AFTLD is a membership-driven organisation established to serve the interests of African TLD managers with respect to policy and registries.
The African Registry Consortium (ARC) is a pan-African consortium that aims to administer the dot Africa domain by Africa, for Africa.
ARC spokesperson and founding member, Koffi Fabrice Djossou, is on record as saying that the company is pushing for the same EPP technology currently implemented for co.za and other .za second level domains to be utilised for the .Africa domain.
“We see .Africa as the ideal opportunity to highlight African know-how and expertise”, said Djossou. “This new domain will give the continent a truly African identity for the first time and will allow companies and organisations operating here to proudly highlight their African operations and identity.”
In June 2012 the Internet Corporation for Assigned Names and Numbers (ICANN) reported that a total of 1, 930 new generic Top-Level Domain (gTLD) names applications had been received – as part of the organisation’s new gTLD program.
According to the report of the total number of applications for new gTLDs, 66 are geographic name applications and 116 are for Internationalised Domain Names or IDNs, for strings in scripts such as Arabic, Chinese and Cyrillic.
Analysts say it can take up to six months for an application to be fully assessed.
Applications were received from 60 countries and territories. But, says Howard Rybko, CEO of Syncrony, a South African-based website development and hosting company,Africa has not come up with the goods in terms of vying for its slice of the digital real estate pie.
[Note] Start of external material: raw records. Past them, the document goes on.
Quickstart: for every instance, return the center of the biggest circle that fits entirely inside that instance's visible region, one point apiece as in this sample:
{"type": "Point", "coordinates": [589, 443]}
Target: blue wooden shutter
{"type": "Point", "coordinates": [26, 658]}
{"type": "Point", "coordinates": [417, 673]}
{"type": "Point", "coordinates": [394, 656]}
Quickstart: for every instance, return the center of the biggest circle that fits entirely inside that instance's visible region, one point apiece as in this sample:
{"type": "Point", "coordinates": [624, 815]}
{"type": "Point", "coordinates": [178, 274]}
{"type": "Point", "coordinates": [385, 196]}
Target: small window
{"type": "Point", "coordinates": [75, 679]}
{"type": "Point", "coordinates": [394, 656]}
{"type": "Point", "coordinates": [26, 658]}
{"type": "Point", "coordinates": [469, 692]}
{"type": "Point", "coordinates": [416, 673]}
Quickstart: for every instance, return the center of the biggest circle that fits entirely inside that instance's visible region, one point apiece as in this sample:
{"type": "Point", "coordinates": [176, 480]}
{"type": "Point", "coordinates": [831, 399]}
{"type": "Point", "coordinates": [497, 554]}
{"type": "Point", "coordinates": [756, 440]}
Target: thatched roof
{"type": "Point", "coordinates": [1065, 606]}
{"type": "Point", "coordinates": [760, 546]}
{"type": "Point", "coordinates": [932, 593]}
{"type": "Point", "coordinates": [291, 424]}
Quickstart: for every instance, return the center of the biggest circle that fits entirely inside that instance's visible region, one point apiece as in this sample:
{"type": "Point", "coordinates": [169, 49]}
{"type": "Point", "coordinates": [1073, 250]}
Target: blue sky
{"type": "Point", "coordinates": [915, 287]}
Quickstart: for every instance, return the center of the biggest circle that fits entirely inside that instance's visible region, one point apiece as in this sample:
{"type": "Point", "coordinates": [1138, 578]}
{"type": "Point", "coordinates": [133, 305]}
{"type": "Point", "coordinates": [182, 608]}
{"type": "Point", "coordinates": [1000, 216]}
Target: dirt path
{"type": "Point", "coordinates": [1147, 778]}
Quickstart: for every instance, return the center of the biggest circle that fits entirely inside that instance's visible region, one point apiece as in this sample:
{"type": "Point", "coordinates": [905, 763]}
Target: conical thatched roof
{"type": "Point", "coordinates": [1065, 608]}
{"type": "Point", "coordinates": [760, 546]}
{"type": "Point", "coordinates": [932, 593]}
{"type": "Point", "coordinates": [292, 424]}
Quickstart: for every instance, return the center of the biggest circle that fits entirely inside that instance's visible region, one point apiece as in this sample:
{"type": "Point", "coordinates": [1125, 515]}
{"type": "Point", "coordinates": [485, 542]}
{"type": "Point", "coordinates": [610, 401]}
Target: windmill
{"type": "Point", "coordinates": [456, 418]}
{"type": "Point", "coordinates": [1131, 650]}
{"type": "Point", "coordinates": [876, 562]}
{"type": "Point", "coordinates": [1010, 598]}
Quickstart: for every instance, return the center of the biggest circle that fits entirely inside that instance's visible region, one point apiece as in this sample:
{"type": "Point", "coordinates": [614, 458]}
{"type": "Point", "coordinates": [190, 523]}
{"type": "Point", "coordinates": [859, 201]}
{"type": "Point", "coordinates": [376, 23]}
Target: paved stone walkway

“In mid-June of 2012, when the big Internet players revealed their cards in the highest stakes game in web history, the best Africa could come up with was four predictable geographic plays (.JOBURG, .DURBAN, .CAPETOWN and .AFRICA) and a few MNET pals covering their brand names. At stake is the ownership of the digital real estate represented by the few hundred new domain name extensions that will start appearing in 2013. These include extensions like .ZULU, .WEB, .LOTTO and a possible 1,400 more. The new extensions are designed to unclog the constipation resulting from the lack of availability of dot com names (and the handful of alternatives like dot net, dot biz and dot org),” says Rybko.
Stakeholders like Djossou believe that the advent of .Africa domains will revolutionise the domain name space in Africa– something that Rybko believes the continent should be more cognizant of.
“Our entire African continent accounted for a paltry 13 English name applications. Peanuts compared to the enterprising Donuts Inc, who went out on a $65 million limb and applied for a staggering 307 new Top Level Domains. The names that Donuts (Domain Nuts) have applied for run the generic gamut from .RUGBY to .CASINO, .FAMLILY, .BLOG and even a controversial few like .SUCKS. If things turn out as Donuts’ hope, they will profit by making it affordable and simple for businesses and individuals to lay claim to their online territory,” Rybko said.
ICANN is expected to confirm its decision in early 2013 and operators like UniForum SA believe the organisation has the expertise and credibility to add significant value to the overall development of the Internet.
“ICANN plays a critical role within the Internet industry, and they do tremendously good work, to make the Internet stable, secure and accessible – and now with the inclusion ofAfricainto the GAC, there will be even greater participation from African’s on the future of the Internet,” Kumalo says.